“The scale of AI adoption is reaching levels that would have seemed unimaginable just a few years ago.”
OpenAI CEO Sam Altman has disclosed that the company’s largest customer now consumes approximately 100 billion tokens every month, offering a rare glimpse into the massive scale at which artificial intelligence is being used by businesses today.
The revelation came during an OpenAI enterprise event, where Altman discussed the growing demand for AI services among businesses, developers and organizations deploying artificial intelligence across a wide range of operations.
According to Altman, OpenAI’s top-paying customer processes around 100 billion tokens each month. While that figure alone is staggering, Altman added another surprising detail: the company’s largest customer is not even the biggest user of artificial intelligence in the world.
That comment has sparked discussion across the technology industry, with many observers trying to estimate the size and nature of organizations capable of operating AI systems at such an enormous scale.
To understand the significance of the figure, it helps to understand what a token is. In artificial intelligence systems such as ChatGPT, tokens are pieces of text processed by the model. A token may represent a full word, part of a word, a number or even punctuation marks. Every question entered into an AI system and every response generated consumes tokens.
For ordinary users, token usage may seem insignificant. However, for large companies operating AI-powered applications around the clock, consumption can quickly rise into the billions. Organizations using AI for customer support, software development, document analysis, research, content generation and automation often process enormous amounts of data every day.
The disclosure highlights just how rapidly enterprise AI adoption has grown over the last few years. What started as an experimental technology has increasingly become a core component of business operations.
Companies are no longer using artificial intelligence solely for chatbots or simple customer interactions. Many organizations now rely on AI-powered coding assistants, automated research tools, workflow management systems and intelligent agents capable of handling complex tasks with minimal human supervision.
These advanced applications require far greater computing resources and consume significantly more tokens than traditional chatbot interactions.
Altman also revealed that OpenAI itself has embraced extensive AI usage internally. According to reports, some employees consume hundreds of billions of tokens within a single month while testing products, conducting research and developing new AI capabilities.
The company has reportedly maintained internal leaderboards tracking token consumption among employees, reflecting a culture where staff are encouraged to use AI extensively in their daily work.

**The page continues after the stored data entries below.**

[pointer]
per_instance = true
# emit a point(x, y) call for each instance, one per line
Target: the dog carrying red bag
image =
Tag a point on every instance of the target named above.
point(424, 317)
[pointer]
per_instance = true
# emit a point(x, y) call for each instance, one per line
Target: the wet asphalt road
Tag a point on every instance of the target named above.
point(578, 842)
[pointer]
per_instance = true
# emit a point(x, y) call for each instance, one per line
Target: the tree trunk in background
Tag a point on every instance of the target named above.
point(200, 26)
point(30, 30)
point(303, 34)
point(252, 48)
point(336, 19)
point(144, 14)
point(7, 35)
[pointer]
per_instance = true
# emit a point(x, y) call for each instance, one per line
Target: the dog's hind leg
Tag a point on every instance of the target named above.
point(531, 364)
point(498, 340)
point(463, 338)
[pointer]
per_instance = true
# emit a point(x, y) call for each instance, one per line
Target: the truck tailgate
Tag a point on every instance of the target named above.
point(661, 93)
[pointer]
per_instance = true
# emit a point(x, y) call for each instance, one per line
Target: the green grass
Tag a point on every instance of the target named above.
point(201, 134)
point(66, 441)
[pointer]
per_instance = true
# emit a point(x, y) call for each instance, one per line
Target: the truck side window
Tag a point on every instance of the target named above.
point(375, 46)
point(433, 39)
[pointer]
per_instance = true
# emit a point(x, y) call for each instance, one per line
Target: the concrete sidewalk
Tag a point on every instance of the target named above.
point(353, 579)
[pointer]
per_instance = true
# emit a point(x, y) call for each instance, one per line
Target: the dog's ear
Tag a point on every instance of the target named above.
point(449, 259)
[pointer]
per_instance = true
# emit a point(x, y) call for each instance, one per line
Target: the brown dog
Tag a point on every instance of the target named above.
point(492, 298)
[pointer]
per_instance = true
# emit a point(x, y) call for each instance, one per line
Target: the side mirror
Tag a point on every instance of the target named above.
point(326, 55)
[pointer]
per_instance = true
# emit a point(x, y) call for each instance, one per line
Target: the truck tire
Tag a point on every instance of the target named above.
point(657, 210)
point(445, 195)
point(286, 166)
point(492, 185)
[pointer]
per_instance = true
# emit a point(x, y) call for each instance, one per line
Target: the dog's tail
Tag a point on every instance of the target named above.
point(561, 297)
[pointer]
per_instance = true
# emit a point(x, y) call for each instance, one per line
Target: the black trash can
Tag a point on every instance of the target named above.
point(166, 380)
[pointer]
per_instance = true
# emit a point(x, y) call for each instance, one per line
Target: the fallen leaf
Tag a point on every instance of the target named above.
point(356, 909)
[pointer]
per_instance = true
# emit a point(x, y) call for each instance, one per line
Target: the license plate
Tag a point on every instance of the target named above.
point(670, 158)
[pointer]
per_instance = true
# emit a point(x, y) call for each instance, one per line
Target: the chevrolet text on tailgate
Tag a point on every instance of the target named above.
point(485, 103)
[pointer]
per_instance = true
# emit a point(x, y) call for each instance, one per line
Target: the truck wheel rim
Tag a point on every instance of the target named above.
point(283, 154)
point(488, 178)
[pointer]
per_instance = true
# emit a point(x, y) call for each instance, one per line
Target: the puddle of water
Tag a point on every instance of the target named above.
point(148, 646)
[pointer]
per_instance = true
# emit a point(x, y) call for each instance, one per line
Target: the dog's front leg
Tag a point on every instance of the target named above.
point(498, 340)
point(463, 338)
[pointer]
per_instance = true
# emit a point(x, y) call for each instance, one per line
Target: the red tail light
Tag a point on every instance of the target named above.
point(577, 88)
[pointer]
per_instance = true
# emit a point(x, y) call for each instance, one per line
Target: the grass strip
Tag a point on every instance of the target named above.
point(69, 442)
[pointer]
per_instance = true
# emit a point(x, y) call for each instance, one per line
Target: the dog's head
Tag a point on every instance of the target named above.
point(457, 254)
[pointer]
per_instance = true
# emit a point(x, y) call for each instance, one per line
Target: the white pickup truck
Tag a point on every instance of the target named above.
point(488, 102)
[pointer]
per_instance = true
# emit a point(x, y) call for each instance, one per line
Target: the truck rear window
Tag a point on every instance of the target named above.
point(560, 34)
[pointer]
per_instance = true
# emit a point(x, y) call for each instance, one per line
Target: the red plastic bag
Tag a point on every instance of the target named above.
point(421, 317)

The announcement comes at a time when businesses are paying increasing attention to the costs associated with artificial intelligence. While AI has become more powerful and accessible, large-scale deployments can generate substantial expenses.
Most advanced AI platforms operate on usage-based pricing models, meaning that organizations pay according to the number of tokens processed. As AI becomes integrated into more business functions, spending can rise significantly.
Many companies that initially focused on experimenting with AI are now entering a phase where efficiency and cost management have become critical priorities. Executives are increasingly asking whether the benefits generated by AI justify the resources required to run it at scale.
Industry analysts believe this represents a natural evolution of the artificial intelligence market. During the early stages of adoption, businesses rushed to implement AI solutions in order to remain competitive. Today’s focus is shifting toward maximizing value while controlling operational expenses.
At the same time, demand for AI services continues to surge.
Businesses across sectors including finance, healthcare, education, retail, manufacturing and software development are integrating AI into their operations. New applications are emerging almost daily as organizations discover additional ways to automate tasks, improve productivity and enhance customer experiences.
The rapid growth in token consumption is also being driven by the rise of AI agents. Unlike traditional chatbots that respond to individual prompts, AI agents can perform multi-step tasks, conduct research, generate reports, analyze information and interact with other software systems.
These capabilities require significantly greater processing power and often result in much higher token usage.
Altman’s comments provide one of the clearest indicators yet of the scale at which enterprise AI is now operating. A single customer consuming 100 billion tokens every month would have been difficult to imagine only a few years ago when generative AI was still in its infancy.
The fact that an even larger AI user exists suggests that the technology’s growth trajectory remains far from reaching its peak.
As competition intensifies among leading AI companies, organizations are investing billions of dollars in infrastructure, data centers and advanced computing systems to support growing demand. OpenAI, Google, Anthropic, xAI and several Chinese AI firms are all racing to build more capable models while expanding their capacity to serve enterprise customers.
For businesses, the message is becoming increasingly clear. Artificial intelligence is no longer a technology reserved for experimentation. It is rapidly becoming an essential business tool, and organizations that successfully integrate AI into their operations may gain significant advantages in productivity, innovation and efficiency.
Altman’s revelation serves as another reminder of how quickly the AI industry is evolving. What once seemed like futuristic technology is now being used at a scale measured not in millions, but in hundreds of billions of tokens every month.
As adoption continues to accelerate, the question facing many businesses is no longer whether to use AI, but how to use it effectively while managing the costs that come with operating at such an extraordinary scale.